Alondra Sierra
Social media diagnosed itself with “baby fever” on no better day than Super Bowl Sunday in response to Kylie Jenner’s pregnancy reveal video. Overwhelmed with heart eyes, tears, and memes gushing over the millennial mogul’s passage into motherhood, the Twitter community — both fans and people feel indifferent to Jenner — could not contain themselves.
But this “baby fever” isn’t endemic to all millennial women. Despite how infectiously adorable babies and children are — I admit the video was cute — not all women want to be mothers. In fact, it seems many millennial women are steering away from the traditional role of caretaker, myself included.
I asked some of my friends, many who are in their early 20s, whether or not they want to have children in the near future or at any point in their lives. The most common answer was “not really.” The reasons varied but most were based on the notion of freedom and security — freedom to navigate through the evermore uncertain career world and economic anxiety.
Whether we see ourselves a part of the gig economy or not, one thing is for certain: gaining experience and establishing one’s self in a career still requires a certain amount of independence. A friend of mine who plans to attend law school after graduation and become a lawyer believes that children can be a burden when making career and lifestyle choices like traveling and changing employment locations.
Though it may sound selfish to call children “a burden,” my friend is right. A mother’s decision may be shaped around her children and can ultimately impact career plans and aspirations. Constant presence, nurture, and love are things that every child deserves to have. They are elemental needs. After all, motherhood is not a status; it is a life. Although unnecessary, it is ideal for a child to be in a stable environment which explains why people who opt for traveling and unpredictability may not want a child.
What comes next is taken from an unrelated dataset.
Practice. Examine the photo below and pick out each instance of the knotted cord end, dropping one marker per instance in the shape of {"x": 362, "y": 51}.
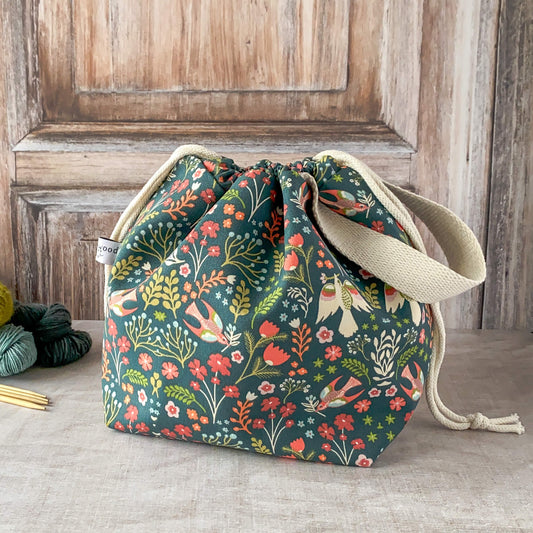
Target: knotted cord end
{"x": 505, "y": 424}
Maybe I’m a cynic, but I can’t personally imagine passing my own personal issues on to my child.
In 2015, MIC conducted a survey asking millennials why they choose to not have children. One of the listed reasons is the fear of passing on mental health issues.
“I’ve struggled with depression and if I passed that pain on I would feel horrid for inflicting that sadness and numbing on another human,” one response said.
Coming from a family with a history of anxiety disorder, I’ve seen the debilitating effects anxiety has on my mother. As a subject I don’t often open up about, there is only one way to describe the impact on my life. It really, really sucks. I can’t imagine someone who I have raised and have loved repeat my experience.
To be clear, just because someone doesn’t want children, this doesn’t mean they hate children. Sure, some people don’t want kids because they can’t stand them, but others don’t want kids because they genuinely care about them. Fear of passing on issues that have impacted the parent is one thing. Another might be the fear of raising a child in our current harsh reality, such as hazardous government and global warming to name a few.
Again, you might say this is still selfish thinking, stubborn, and perhaps nihilistic. Yes, if someone doesn’t want to pass on mental health issues, there’s always adoption. If one chooses to prioritize their career, they could always have a child later in life. If you don’t want your children to be raised in this frustrating society, then raise them to change it, right?
Society often acts as if a woman’s main goal in life is to have children. Women who don’t have any are often questioned and pitied. In fact, if someone doesn’t want a child, they don’t owe society a reason. If a woman chooses to not have a child and then changes her mind, that is perfectly fine too. Millennials, although they appreciate the occasional cute social media baby, are part of a generation that is allowed to make up its own mind.